A report by UK Biobank (UKB) suggests that Covid-19 survivors may experience a loss of grey matter and some other brain tissues over a period.
Researchers primarily noticed the damage in parts of the brain involving the sense of touch and smell, memory formation, and cognitive functions. The data for the research comprised of pre- and post-COVID brain scans and was provided by UKB. UKB is a data centre that gathers and collates health and genetic information.
The report found significant proof for brain-related pathologies in COVID-19. Some of this could have been caused by viral neurotropism. Until now, most brain imaging studies have concentrated on the qualitative and gross pathology of moderate to severe cases with hospitalised patients. However, it is still unclear whether this kind of studies can be successfully carried out on milder cases in a quantitative and automated way. Whether this can reveal a probable mechanism for the disease's spread is also unclear. The research is yet to go through a robust peer review, according to ANI.
How was the research carried out?
Before the pandemic, the UKB had performed brain imaging on more than 40,000 participants. In 2021, these participants we invited for re-imaging. Out of the 782 participants finally selected for the study, 404 were tested Corona positive between the two tests, 394 of which had usable brain scans. Researchers used the functional and structural brain scans from before and after the infection. They studied the comparison of longitudinal brain changes between these 394 patients and 388 controls.
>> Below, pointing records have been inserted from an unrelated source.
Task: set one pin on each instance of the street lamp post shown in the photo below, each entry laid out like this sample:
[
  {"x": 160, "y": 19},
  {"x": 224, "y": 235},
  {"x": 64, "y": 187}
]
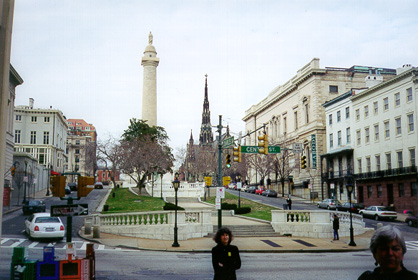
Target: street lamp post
[
  {"x": 350, "y": 190},
  {"x": 176, "y": 185}
]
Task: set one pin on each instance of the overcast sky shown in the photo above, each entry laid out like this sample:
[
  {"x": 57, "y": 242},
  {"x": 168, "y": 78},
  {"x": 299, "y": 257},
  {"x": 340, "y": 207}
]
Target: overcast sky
[{"x": 83, "y": 57}]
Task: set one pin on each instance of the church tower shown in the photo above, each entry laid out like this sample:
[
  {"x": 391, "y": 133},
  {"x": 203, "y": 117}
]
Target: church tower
[
  {"x": 206, "y": 137},
  {"x": 149, "y": 90}
]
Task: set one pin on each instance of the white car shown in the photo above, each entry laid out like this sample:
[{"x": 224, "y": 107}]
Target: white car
[
  {"x": 42, "y": 225},
  {"x": 378, "y": 213}
]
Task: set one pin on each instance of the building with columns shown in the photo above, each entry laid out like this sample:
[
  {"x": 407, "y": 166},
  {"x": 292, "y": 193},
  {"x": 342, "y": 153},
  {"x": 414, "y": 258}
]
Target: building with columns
[
  {"x": 293, "y": 113},
  {"x": 150, "y": 62}
]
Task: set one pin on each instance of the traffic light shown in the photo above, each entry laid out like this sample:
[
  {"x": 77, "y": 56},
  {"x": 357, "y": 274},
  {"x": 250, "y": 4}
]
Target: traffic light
[
  {"x": 228, "y": 161},
  {"x": 84, "y": 186},
  {"x": 263, "y": 144},
  {"x": 303, "y": 162},
  {"x": 237, "y": 154},
  {"x": 58, "y": 185}
]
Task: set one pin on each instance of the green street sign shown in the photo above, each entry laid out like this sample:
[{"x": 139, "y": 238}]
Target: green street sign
[
  {"x": 254, "y": 149},
  {"x": 228, "y": 142}
]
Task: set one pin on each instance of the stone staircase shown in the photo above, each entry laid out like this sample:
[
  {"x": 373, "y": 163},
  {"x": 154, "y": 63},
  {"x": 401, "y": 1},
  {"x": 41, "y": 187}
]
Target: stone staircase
[{"x": 249, "y": 230}]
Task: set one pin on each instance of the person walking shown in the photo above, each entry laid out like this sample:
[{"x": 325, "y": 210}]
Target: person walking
[
  {"x": 388, "y": 248},
  {"x": 225, "y": 257},
  {"x": 289, "y": 202},
  {"x": 336, "y": 226}
]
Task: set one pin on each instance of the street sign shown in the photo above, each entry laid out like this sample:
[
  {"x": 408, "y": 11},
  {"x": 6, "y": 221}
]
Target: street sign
[
  {"x": 254, "y": 149},
  {"x": 228, "y": 142},
  {"x": 297, "y": 148},
  {"x": 69, "y": 210}
]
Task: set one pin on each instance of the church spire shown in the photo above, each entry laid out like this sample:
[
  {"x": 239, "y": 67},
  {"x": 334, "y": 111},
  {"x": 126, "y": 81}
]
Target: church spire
[{"x": 206, "y": 136}]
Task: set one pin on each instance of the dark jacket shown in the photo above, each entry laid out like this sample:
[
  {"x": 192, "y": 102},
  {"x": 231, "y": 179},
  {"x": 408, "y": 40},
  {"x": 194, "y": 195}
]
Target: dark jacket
[
  {"x": 336, "y": 223},
  {"x": 404, "y": 274},
  {"x": 229, "y": 257}
]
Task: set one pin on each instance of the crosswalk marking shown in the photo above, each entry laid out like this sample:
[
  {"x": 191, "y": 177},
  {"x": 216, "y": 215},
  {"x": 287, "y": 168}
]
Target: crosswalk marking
[
  {"x": 411, "y": 245},
  {"x": 79, "y": 245}
]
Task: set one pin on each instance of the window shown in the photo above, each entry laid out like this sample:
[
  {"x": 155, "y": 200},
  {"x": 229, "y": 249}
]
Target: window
[
  {"x": 377, "y": 158},
  {"x": 333, "y": 89},
  {"x": 339, "y": 138},
  {"x": 397, "y": 99},
  {"x": 387, "y": 129},
  {"x": 46, "y": 137},
  {"x": 410, "y": 122},
  {"x": 409, "y": 94},
  {"x": 376, "y": 132},
  {"x": 367, "y": 135},
  {"x": 398, "y": 126},
  {"x": 331, "y": 140},
  {"x": 358, "y": 137},
  {"x": 400, "y": 159},
  {"x": 412, "y": 157},
  {"x": 375, "y": 108},
  {"x": 388, "y": 161},
  {"x": 33, "y": 137},
  {"x": 386, "y": 103},
  {"x": 379, "y": 191},
  {"x": 369, "y": 191},
  {"x": 17, "y": 136},
  {"x": 348, "y": 133},
  {"x": 413, "y": 189},
  {"x": 401, "y": 188}
]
What did the research find out?
The results revealed strong evidence of a loss of grey matter in the left insula, left parahippocampal gyrus, and the left lateral orbitofrontal cortex of the brain.
Dr M V Padma Srivastava, Head of the Department of Neurology, All India Institute of Medical Sciences (AIIMS), commented, "It revealed the nervous system of the body is impacted in COVID. This study is another step forward in understanding post-COVID phenomena in the brain."
The study's authors also noted that the virus could enter the Central Nervous System through the olfactory mucosa (in the nasal cavity) and the olfactory bulb (in the forebrain). Hence, the results might be the in vivo hallmark of the spread of the disease or the virus via olfactory and gustatory (taste) pathways.